Re: Blank Nodes and SPARQL from Ron Alford on 2005-06-28 (public-rdf-dawg-comments@w3.org from June 2005)

From: Ron Alford <ronwalf@umd.edu>
Date: Tue, 28 Jun 2005 19:00:53 -0400
To: andy.seaborne@hp.com
CC: public-rdf-dawg-comments@w3.org, Amy Alford <aloomis@glue.umd.edu>
Message-ID: <42C1D6A5.4000203@umd.edu>
Seaborne, Andy wrote:

> I understand the desire to be able to directly identify blank nodes so
> that exactly the right graph node can be found again by a subsequent
> query.  It would be very helpful in scaling RDG graphs to span machines
> but stil using the standard seriualization forms to exchange parts of
> the graph.  Exposing blank node labels helps but it is not a general
> solution we can apply to all systems.   For example, if a server
> restarts, rereading a file, are labels maintained?

This is exactly why I mentioned the extension would be session based.
Any of those conditions would either break the session or be handled by
the back end.


> As such for your extension to SPARQL I suggest that such an extension
> includes the handling of blank nodes by whatever your system uses for
> identifiers.  As an extension, it is not SPARQL - but then you were
> extending it anyway.

There is a difference between extending the protocol in a compatible
way, and extending it in a conflicting manner.

>
> Exporting the label and giving this label the characteristics for
> session based browsing or editting is very similar to assigning an
> identifing property so maybe assigning such a label is a better way to
> handle it.

If I'm aggregating data, I have no reliable way of knowing which
properties will uniquely identifying, or if they even exist.

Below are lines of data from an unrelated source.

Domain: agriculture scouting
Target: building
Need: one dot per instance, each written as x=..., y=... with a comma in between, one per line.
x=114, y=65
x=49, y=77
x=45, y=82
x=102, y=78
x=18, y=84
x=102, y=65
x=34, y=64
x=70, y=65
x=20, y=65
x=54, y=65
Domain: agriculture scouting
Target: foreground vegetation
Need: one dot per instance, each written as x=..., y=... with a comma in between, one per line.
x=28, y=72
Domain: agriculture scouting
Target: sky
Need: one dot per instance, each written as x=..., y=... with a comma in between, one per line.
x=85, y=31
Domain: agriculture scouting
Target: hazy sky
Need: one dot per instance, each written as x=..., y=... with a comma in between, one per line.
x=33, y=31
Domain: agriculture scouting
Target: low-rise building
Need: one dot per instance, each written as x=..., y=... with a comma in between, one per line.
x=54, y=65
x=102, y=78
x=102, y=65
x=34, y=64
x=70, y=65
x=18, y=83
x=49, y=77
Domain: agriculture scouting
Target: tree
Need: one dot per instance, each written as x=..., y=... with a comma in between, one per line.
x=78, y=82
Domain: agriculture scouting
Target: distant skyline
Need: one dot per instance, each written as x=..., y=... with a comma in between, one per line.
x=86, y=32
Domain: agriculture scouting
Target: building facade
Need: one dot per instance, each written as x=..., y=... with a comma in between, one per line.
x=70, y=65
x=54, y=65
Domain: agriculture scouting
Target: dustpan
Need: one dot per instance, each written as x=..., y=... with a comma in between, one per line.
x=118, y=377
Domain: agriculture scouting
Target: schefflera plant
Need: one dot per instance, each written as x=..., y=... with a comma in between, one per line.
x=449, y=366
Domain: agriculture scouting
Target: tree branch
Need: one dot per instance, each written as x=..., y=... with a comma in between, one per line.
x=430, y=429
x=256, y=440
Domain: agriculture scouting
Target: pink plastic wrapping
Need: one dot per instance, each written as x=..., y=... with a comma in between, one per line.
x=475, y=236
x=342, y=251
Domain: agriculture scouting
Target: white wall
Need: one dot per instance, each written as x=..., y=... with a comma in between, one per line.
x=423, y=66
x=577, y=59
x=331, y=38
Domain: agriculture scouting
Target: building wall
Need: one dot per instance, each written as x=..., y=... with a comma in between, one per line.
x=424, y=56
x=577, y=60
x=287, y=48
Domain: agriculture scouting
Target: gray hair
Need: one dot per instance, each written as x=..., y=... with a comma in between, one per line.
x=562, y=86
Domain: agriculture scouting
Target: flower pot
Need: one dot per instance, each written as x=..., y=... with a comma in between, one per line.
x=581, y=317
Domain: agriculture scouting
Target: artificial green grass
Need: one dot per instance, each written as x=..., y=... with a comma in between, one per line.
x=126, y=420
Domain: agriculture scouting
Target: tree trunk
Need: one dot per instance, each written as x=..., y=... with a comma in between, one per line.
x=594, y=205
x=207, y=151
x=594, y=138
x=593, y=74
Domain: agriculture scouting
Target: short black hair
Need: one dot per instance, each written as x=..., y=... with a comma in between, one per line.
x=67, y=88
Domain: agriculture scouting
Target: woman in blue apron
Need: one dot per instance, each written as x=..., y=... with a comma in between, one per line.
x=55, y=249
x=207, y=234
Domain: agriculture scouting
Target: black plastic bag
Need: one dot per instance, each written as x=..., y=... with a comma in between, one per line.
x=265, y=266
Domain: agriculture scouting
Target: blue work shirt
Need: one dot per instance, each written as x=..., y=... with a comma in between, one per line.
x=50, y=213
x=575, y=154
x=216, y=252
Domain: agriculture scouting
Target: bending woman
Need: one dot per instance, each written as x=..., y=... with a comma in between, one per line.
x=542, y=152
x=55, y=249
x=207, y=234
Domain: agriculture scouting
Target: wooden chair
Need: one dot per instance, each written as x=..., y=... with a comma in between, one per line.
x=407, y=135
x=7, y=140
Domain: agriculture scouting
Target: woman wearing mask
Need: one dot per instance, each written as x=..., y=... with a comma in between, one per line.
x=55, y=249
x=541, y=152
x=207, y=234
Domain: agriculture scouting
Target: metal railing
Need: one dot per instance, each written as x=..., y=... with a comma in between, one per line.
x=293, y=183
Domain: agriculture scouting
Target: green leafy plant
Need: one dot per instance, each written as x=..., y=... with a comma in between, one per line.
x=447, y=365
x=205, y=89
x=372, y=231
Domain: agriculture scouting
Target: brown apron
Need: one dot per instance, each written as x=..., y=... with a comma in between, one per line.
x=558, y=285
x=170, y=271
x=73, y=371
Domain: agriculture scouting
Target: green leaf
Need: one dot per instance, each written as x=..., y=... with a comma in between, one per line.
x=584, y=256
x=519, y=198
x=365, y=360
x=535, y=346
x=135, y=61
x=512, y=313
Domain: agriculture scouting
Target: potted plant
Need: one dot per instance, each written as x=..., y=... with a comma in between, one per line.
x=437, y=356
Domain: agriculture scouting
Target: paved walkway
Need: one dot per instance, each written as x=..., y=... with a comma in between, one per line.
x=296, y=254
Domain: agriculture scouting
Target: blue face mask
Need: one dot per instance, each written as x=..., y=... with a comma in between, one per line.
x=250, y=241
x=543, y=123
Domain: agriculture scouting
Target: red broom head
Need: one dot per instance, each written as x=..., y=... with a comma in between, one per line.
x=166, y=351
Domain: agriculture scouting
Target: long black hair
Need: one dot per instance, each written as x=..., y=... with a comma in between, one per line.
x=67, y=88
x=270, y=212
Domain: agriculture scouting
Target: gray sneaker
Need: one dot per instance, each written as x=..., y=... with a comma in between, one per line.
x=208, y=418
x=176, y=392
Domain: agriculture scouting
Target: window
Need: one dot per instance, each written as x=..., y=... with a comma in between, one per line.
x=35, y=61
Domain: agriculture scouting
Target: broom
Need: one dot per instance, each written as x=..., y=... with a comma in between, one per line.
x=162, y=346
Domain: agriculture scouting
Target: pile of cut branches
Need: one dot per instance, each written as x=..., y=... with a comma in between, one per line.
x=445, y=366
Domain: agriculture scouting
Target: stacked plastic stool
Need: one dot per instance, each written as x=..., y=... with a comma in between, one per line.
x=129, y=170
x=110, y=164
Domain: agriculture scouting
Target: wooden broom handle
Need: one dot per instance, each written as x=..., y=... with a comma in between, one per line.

Assigning
identifying properties to each bnode seems heinous, especially since
they are often used for syntax.


> The WG postponed this - one of the reasons was because it is not clear
> that query language support is the best or only approach.  Similar to
> rdfs:member, there could be an inferred property :listMember that
> related a resource which was also a list to the list members.

This would make at least limited inferencing a required component of any
sparql implementation.  It also does not preserve order or structure of
lists.

For example, the menus of http://www.mindswap.org/ are stored as RDF
collections.
(see http://owl.mindswap.org/2003/submit-rdf/mindswap-menus.rdf)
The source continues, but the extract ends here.